Tom Burrows’ exhibit opened on Thursday night at the Morris and Helen Belkin Art Gallery. Burrows is an alumnus of the undergraduate Art History program at UBC and attended Central Saint Martins in London for his post-graduate studies. The show is curated by Burrows’ longtime friend and neighbour Scott Watson and is a collection of selected works from the artist's early career to the present. The exhibit presents a comprehensive look into the creative evolution of one of Vancouver’s most celebrated artists. When asked why he chose to show his friend’s work now, at the campus on which Burrows began his artistic study, Watson stated simply: “It was time.”
The most recent works in the exhibit are the polymer panels, most of which have been produced over the last 45 years. The panels are beautiful rock-like formations or glaciers: possessing a quiet, but tangible, looming presence. Some are intensely pigmented, like the Hematoma Double Brown -- two metre long square panels one on top of the other, both the incredibly precise colours of a blood blister forming under the skin.
Displayed among early drawings is a printed interview from May 1967 -- at that time, Burrows was on the precipice of his career -- he said that when he paints “guts and image are most important to me” but in sculpture a “sense of presence and to get this, I try to annihilate all trace of guts and image.” The polymer panels have that presence, and an earnestness that transcends vulnerability, no guts needed.
It is incredible to see the diversity and evolution of an artist’s work in one space, strange even. The rusted fasteners and browning collection of typewriter written notes and field photographs in Burrows’ Duo-Tangs from his days compiling his Skwat Doc, a documentation of slums and squatting communities around the world in the 1970s, stand in stark contrast to the heaviness and maturity that his most recent polymer resin pieces suggest to the viewer.

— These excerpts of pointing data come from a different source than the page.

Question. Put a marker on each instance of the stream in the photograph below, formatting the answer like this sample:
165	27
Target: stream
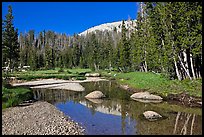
118	114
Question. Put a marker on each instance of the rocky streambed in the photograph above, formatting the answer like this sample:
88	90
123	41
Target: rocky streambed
39	118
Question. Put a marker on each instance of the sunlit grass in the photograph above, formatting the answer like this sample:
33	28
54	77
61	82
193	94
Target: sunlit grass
157	83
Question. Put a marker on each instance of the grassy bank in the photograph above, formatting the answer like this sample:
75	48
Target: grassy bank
65	74
13	96
156	83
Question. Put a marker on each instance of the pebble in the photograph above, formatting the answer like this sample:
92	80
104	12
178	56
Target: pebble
40	118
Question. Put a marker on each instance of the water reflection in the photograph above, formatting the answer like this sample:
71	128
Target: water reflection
118	114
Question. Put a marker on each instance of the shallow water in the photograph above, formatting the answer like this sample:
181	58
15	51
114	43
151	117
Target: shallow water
118	114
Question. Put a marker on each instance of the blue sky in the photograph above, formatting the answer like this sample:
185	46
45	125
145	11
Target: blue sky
67	17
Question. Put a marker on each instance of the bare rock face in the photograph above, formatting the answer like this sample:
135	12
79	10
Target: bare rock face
92	75
95	95
146	96
151	115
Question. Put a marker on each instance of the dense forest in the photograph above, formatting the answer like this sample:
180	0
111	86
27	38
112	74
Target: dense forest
167	39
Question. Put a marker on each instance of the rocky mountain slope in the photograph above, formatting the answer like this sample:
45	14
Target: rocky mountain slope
130	25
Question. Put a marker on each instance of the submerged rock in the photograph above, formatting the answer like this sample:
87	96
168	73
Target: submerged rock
95	94
147	100
151	115
95	100
146	96
92	75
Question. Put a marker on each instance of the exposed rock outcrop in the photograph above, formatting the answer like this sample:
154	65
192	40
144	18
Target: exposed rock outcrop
95	95
151	115
146	96
92	75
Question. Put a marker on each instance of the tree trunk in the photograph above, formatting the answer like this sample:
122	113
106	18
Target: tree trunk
192	68
176	122
184	67
192	123
184	129
177	71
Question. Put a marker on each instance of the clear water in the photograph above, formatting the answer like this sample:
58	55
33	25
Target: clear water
117	114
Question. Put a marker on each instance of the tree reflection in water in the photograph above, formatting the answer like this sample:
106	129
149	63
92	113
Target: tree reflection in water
117	110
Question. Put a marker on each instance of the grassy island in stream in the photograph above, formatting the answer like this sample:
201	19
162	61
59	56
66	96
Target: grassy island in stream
157	83
151	82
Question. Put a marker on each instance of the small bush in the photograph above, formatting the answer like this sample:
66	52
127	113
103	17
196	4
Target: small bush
69	72
60	70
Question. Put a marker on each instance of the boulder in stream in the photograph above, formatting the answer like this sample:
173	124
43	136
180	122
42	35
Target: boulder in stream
95	94
146	96
151	115
92	75
95	100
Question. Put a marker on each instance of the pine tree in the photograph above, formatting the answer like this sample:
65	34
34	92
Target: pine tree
10	45
125	50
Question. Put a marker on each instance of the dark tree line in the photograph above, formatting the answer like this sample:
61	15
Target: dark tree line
167	39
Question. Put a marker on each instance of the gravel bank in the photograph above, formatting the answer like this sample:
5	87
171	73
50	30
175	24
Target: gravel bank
40	118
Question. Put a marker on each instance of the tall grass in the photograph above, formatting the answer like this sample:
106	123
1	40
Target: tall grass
14	96
157	83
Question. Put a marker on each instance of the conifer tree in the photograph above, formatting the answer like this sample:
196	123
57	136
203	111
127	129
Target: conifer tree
10	45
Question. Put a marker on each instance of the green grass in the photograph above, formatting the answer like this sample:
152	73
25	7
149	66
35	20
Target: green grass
53	73
156	83
14	96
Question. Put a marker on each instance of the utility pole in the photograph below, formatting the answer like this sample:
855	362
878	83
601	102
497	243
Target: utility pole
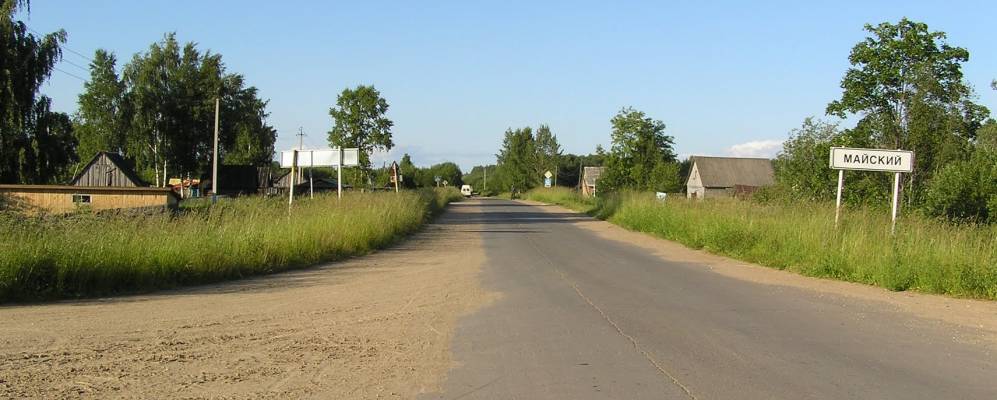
214	162
301	139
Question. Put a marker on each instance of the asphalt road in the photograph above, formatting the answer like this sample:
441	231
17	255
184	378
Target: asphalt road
581	317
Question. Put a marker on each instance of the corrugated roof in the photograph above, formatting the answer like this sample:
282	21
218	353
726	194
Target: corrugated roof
728	171
591	175
117	161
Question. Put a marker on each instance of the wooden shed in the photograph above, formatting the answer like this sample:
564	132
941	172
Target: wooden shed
727	176
107	170
590	177
34	199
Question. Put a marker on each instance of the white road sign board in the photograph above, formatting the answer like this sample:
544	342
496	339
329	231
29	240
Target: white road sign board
320	157
872	159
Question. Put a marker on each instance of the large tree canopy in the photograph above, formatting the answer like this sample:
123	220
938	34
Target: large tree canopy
36	144
906	85
641	156
160	112
360	121
516	161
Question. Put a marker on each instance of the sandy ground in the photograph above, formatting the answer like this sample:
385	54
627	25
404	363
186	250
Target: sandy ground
378	326
979	316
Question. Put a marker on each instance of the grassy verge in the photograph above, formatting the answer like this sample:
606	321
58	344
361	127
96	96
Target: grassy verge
925	255
93	254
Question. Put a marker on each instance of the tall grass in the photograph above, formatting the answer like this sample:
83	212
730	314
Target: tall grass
925	255
89	254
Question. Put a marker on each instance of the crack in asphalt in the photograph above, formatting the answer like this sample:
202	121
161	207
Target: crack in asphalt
633	341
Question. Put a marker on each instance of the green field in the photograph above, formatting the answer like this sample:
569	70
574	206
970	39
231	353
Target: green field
95	254
925	255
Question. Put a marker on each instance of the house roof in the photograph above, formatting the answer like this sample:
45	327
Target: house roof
591	175
118	163
728	171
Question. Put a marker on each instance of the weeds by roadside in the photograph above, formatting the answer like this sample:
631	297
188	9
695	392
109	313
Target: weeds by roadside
92	254
925	255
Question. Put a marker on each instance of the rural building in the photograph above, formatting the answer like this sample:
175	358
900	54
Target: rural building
104	183
107	170
727	176
283	182
235	180
590	176
33	199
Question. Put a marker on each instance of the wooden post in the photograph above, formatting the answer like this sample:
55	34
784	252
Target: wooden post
339	174
896	204
294	165
837	203
214	163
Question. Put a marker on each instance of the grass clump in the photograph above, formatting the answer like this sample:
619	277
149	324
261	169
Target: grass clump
926	255
95	254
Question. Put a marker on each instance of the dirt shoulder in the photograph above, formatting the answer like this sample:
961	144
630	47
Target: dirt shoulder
378	326
978	315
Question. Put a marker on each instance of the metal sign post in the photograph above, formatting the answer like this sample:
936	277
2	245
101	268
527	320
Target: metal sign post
339	175
896	161
294	166
837	202
337	158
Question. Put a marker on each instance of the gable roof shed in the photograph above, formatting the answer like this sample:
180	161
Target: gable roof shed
727	172
107	169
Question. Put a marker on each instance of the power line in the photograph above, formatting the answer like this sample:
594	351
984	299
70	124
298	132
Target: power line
62	47
70	74
76	65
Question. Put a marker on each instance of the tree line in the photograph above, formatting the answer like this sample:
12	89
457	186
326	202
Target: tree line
906	88
641	157
157	111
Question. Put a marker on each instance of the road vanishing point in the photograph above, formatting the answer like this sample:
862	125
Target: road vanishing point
576	309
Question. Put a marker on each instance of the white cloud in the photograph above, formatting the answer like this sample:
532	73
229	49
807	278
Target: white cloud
756	148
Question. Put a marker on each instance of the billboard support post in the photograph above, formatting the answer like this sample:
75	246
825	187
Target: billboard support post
896	161
339	175
294	167
896	202
837	203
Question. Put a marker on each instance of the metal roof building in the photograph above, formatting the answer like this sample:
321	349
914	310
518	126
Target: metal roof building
107	170
723	176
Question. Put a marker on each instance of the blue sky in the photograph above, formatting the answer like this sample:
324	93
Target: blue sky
726	78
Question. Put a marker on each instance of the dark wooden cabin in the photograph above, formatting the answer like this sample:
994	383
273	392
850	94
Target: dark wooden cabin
107	170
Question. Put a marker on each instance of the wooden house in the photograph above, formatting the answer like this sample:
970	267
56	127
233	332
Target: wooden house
107	170
727	176
105	183
34	199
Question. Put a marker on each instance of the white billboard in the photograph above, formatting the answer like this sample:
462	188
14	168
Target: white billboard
872	159
320	157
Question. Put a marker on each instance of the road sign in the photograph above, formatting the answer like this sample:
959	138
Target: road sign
872	159
895	161
320	157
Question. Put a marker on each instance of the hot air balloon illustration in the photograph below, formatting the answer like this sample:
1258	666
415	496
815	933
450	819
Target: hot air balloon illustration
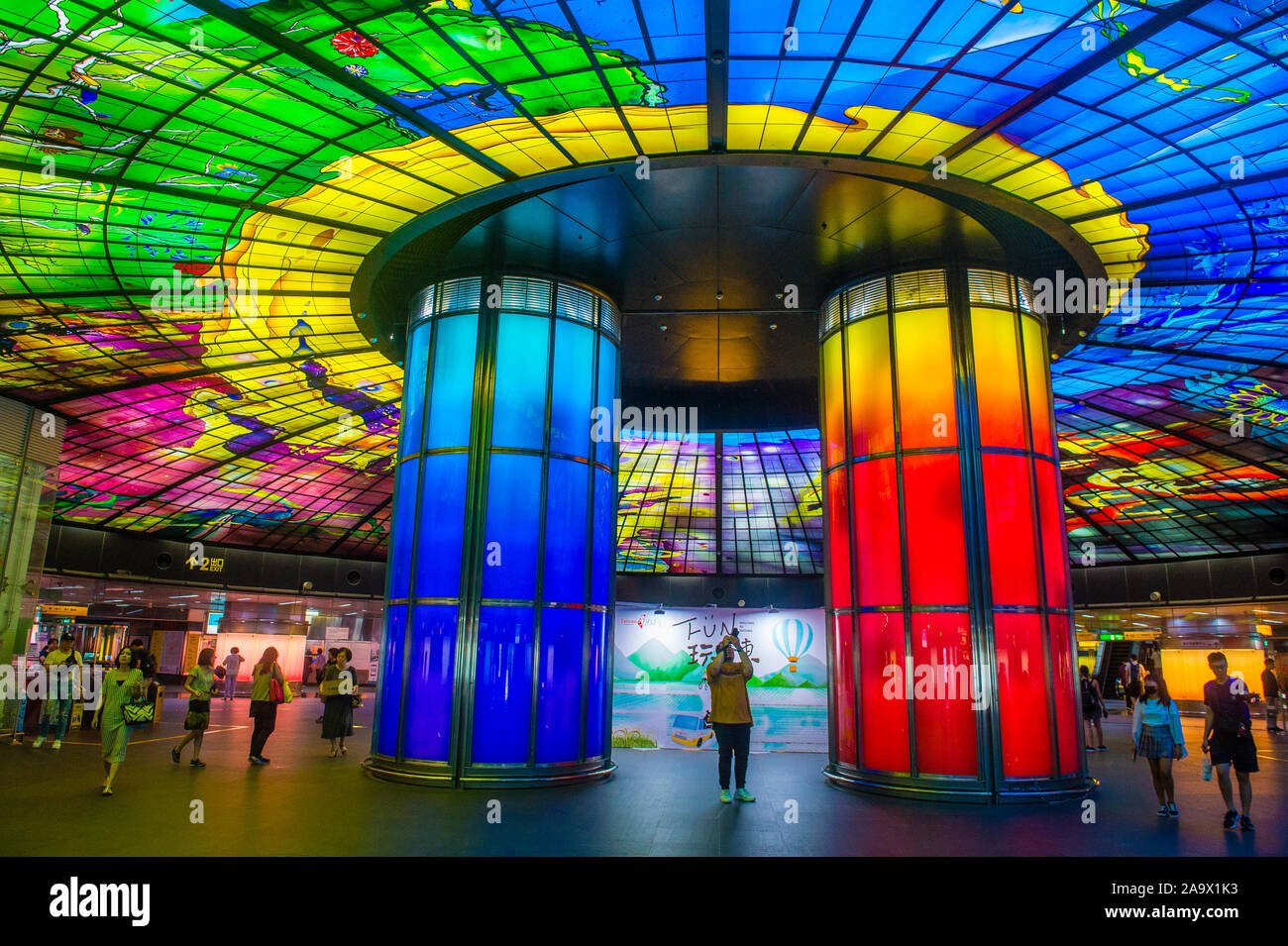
793	637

Time is not the only thing separating Burrows earliest works from his latest: if one were to go in without prior knowledge of the exhibition, it would definitely seem as though the gallery was showing several different artists. The juxtaposition of his outdoor mud flats found material sculptures such as Mud Ring and his photographic expressions of those same installations demonstrates Burrows’ deft ability to move between mediums and his rejection of formalism -- focusing on meaning found in a work’s context and its relationship with circumstances rather than its formal elements.
The exhibit will be shown until April 12, 2015. The photographic work No Sleep can be found in the Walter C. Koerner Library as part of the exhibition.